This repository contains code for building a data pipeline that streams data from a Kafka topic into a Couchbase bucket. It consists of three main components: a Kafka producer (producer.py
), a Kafka consumer (consumer.py
), and a script for upserting documents into Couchbase (CBUpsert.py
). Additionally, there's a Jupyter Notebook (MapImpl.ipynb
) demonstrating data retrieval and visualization from Couchbase.
- Python 3.x
- Apache Kafka
- Couchbase Server
-
Install the required Python packages:
pip install kafka-python couchbase folium matplotlib
-
Configure Kafka and Couchbase server details in the respective scripts (producer.py, consumer.py, CBUpsert.py, MapImpl.ipynb).
The producer.py script reads data from a JSON file, splits it into individual JSON documents, and publishes each document to a Kafka topic.
The consumer.py script consumes messages from a Kafka topic, parses them as JSON objects, generates a unique ID for each message, and upserts the message document into a Couchbase bucket.
The CBUpsert.py script upserts documents from a JSON file into a Couchbase bucket.

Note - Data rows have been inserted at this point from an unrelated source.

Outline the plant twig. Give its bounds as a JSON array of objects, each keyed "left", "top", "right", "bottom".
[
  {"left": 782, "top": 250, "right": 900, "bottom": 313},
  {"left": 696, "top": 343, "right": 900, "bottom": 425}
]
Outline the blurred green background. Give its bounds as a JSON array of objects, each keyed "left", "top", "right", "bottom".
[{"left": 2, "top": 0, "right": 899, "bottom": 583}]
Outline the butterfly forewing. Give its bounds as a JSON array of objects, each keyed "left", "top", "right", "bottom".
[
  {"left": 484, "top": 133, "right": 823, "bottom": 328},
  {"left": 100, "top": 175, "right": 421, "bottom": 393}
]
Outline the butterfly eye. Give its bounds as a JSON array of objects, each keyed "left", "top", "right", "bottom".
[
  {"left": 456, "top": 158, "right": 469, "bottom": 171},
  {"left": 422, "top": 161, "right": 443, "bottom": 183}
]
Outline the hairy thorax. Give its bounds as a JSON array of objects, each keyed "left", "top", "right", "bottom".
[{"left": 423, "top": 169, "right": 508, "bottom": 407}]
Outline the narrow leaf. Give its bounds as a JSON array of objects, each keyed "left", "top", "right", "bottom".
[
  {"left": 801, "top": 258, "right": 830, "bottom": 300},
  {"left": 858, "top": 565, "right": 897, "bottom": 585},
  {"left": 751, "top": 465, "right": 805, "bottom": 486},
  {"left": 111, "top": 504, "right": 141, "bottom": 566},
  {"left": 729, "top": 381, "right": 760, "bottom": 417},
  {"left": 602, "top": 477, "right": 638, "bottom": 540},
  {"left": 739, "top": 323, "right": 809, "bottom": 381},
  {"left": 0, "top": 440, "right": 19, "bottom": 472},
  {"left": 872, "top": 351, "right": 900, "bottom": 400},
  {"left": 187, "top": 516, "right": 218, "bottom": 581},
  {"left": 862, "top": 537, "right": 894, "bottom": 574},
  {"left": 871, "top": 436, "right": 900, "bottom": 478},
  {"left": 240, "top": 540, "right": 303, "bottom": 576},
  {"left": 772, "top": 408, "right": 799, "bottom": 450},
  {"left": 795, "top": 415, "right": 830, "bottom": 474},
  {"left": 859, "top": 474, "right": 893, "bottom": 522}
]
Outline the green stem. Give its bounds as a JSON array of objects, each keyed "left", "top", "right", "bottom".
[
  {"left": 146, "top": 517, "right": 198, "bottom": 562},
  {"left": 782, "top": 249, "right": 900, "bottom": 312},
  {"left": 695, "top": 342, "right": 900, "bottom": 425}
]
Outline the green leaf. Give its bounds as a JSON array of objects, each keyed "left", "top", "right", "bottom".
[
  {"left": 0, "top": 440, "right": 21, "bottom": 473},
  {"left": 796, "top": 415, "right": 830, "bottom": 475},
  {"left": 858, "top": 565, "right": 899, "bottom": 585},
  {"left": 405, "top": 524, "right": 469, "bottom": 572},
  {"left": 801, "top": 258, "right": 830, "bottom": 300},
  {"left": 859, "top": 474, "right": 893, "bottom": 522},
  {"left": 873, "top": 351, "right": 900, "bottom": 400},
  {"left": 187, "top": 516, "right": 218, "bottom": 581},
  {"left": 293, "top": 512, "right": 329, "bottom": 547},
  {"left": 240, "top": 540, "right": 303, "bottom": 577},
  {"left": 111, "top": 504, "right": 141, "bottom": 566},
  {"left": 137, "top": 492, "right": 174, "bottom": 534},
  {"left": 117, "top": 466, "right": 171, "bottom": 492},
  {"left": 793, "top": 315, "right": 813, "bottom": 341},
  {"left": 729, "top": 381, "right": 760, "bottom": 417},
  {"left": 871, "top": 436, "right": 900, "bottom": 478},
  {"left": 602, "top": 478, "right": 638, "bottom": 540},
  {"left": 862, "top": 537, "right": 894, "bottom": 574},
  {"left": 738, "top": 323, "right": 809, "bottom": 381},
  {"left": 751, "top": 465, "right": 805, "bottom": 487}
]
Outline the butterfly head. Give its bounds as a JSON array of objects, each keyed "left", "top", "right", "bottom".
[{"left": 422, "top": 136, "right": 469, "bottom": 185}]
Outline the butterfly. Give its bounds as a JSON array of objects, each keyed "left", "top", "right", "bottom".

Each line in the JSON file is treated as a separate document and upserted into the bucket.
The MapImpl.ipynb Jupyter Notebook demonstrates data retrieval from Couchbase and visualization on a map using Folium. It also includes examples of querying Couchbase using N1QL.
- Start Apache Kafka and Couchbase Server.
- Configure Kafka and Couchbase server details in the scripts.
- Run the producer script to publish data to Kafka.
- Run the consumer script to consume data from Kafka and store it in Couchbase.
- Use the provided Jupyter Notebook to interact with Couchbase and visualize data.
Make sure to replace placeholder values for Kafka bootstrap servers, Couchbase cluster URL, authentication credentials, and file paths with actual values specific to your environment.